Lay understanding of email, screenshots. On appeal, the employee argued that lay jurors, without the aid of expert testimony, “would have been well equipped to review the key evidence in this case [and] infer that SSP intercepted electronic communications”; and that screen-capture and webmail technology are commonplace and fall within “knowledge of the average lay person.” But the appeals court disagreed, reasoning that while maybe most people are familiar with email and perhaps understand the concept of capturing a screenshot that was not the inquiry here. Instead, the question was whether the employee could show that SSP contemporaneously intercepted his electronic communications relying entirely on evidence not “based on scientific, technical, or other specialized knowledge.”

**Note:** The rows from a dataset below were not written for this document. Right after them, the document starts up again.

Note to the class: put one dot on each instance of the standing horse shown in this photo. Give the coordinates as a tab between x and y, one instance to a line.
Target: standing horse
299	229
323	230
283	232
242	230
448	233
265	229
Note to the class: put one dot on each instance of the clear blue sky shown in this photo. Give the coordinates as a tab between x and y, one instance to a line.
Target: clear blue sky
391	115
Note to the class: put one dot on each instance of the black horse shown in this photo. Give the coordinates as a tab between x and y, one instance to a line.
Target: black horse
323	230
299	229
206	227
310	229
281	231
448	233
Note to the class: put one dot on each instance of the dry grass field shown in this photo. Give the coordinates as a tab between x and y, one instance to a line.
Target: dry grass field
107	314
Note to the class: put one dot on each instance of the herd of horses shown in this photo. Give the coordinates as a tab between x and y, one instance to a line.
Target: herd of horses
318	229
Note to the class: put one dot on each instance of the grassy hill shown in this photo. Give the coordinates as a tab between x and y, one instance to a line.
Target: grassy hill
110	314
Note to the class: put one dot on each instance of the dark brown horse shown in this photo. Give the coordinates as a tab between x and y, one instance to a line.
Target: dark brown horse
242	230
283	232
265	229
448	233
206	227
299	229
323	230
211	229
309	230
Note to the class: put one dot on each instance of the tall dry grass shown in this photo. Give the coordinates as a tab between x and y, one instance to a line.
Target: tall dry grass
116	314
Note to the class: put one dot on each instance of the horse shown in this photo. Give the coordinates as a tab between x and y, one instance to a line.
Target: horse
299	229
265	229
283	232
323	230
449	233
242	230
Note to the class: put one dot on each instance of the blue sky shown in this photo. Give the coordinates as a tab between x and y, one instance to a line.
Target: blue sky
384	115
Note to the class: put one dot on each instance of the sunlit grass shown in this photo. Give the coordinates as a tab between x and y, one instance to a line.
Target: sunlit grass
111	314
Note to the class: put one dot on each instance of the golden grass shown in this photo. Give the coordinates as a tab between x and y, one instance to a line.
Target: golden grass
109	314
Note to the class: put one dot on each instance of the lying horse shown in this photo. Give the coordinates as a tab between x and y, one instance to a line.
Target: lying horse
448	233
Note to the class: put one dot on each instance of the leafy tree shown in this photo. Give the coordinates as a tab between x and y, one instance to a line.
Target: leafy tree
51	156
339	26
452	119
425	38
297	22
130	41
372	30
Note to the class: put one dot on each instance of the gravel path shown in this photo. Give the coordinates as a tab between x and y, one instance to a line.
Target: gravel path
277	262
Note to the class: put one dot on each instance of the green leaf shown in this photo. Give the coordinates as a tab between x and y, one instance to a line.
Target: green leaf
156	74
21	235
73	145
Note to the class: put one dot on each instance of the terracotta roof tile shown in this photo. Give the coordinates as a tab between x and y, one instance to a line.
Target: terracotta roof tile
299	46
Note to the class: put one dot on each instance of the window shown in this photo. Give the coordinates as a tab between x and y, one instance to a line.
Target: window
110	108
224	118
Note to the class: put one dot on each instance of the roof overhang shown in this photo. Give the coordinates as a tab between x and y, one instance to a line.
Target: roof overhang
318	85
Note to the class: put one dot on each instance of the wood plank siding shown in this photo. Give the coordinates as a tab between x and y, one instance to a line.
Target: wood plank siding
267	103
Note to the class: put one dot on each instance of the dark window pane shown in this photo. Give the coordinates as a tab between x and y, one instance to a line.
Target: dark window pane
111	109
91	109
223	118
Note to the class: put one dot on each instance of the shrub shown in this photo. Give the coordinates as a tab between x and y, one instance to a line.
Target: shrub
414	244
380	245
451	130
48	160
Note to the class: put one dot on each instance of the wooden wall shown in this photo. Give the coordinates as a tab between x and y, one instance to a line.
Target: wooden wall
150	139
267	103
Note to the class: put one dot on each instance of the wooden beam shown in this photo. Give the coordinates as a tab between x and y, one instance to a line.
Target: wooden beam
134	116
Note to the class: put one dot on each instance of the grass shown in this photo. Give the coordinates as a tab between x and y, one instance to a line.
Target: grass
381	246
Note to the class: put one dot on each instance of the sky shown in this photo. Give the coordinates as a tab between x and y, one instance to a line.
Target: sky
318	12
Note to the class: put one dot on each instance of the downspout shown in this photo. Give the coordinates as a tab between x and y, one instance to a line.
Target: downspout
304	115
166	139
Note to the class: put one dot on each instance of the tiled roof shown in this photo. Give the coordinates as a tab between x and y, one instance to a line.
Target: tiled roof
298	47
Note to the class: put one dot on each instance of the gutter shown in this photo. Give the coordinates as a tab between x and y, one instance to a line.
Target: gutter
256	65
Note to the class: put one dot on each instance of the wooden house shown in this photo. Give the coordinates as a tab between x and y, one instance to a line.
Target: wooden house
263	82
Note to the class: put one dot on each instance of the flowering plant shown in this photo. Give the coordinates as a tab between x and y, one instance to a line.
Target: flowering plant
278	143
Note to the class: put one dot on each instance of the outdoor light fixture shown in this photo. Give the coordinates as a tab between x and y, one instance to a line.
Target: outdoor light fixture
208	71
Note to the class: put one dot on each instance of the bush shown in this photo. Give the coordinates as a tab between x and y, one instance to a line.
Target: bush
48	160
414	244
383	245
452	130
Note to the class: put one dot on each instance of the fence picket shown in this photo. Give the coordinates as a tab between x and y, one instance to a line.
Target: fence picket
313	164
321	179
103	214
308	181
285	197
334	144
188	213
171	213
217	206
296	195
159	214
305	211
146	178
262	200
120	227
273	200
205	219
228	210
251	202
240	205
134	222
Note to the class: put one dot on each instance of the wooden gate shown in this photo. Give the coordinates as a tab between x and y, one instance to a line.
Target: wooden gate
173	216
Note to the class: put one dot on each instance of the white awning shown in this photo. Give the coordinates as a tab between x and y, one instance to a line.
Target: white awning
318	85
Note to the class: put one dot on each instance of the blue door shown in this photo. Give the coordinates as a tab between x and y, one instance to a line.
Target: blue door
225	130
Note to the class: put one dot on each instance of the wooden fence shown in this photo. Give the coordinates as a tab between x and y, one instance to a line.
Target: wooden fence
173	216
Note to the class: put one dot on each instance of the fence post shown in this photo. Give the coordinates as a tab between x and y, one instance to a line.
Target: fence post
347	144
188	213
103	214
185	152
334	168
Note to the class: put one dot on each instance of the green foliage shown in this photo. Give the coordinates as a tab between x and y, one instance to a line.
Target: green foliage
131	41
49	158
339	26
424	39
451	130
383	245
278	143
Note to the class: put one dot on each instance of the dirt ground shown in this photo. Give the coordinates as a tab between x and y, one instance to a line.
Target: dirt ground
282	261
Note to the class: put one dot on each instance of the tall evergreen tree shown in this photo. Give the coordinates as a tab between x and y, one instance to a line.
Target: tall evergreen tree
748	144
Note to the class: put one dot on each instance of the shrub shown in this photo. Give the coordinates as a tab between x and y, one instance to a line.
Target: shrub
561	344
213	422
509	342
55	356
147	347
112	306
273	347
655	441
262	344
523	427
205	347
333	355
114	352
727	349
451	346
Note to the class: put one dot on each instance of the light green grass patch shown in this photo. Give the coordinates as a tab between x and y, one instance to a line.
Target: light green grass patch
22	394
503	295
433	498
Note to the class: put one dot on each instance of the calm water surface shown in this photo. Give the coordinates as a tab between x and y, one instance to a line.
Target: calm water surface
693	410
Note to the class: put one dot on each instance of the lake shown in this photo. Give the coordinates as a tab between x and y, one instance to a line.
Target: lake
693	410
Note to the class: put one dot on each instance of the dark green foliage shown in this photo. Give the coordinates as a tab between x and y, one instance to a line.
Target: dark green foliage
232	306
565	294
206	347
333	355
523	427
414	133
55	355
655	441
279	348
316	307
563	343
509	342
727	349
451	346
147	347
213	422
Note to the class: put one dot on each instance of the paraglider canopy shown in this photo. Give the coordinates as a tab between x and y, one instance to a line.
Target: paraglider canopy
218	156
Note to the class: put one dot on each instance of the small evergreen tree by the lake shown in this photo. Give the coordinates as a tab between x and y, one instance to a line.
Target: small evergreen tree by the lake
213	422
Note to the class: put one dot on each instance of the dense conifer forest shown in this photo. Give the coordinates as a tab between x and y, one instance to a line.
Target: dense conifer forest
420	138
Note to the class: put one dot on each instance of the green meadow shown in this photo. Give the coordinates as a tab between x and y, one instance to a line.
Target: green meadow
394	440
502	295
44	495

There’s more to prove. The First Circuit said no, because determining whether SSP contemporaneously intercepted his communications requires more than a lay understanding of email and the concept of capturing a screenshot. A partially loaded status bar and a timestamp do not “necessarily evince contemporaneous interception,” reasoned the court. Making this determination would require “an understanding of, for example, among other things, what SSP actually does (and on what sort of time-scale it does it) when it captures a screenshot, what a web browser’s progress bar actually indicates, and how exactly Yahoo! Mail auto-saves emails as a user drafts them. That level of knowledge, we feel comfortable holding, is beyond that of lay jurors.” And the court cited ample precedent holding the same way. As such, it agreed with the district court that for the employee’s ECPA claim to survive summary judgment, he needed expert evidence concerning SSP’s purported interception of his communications.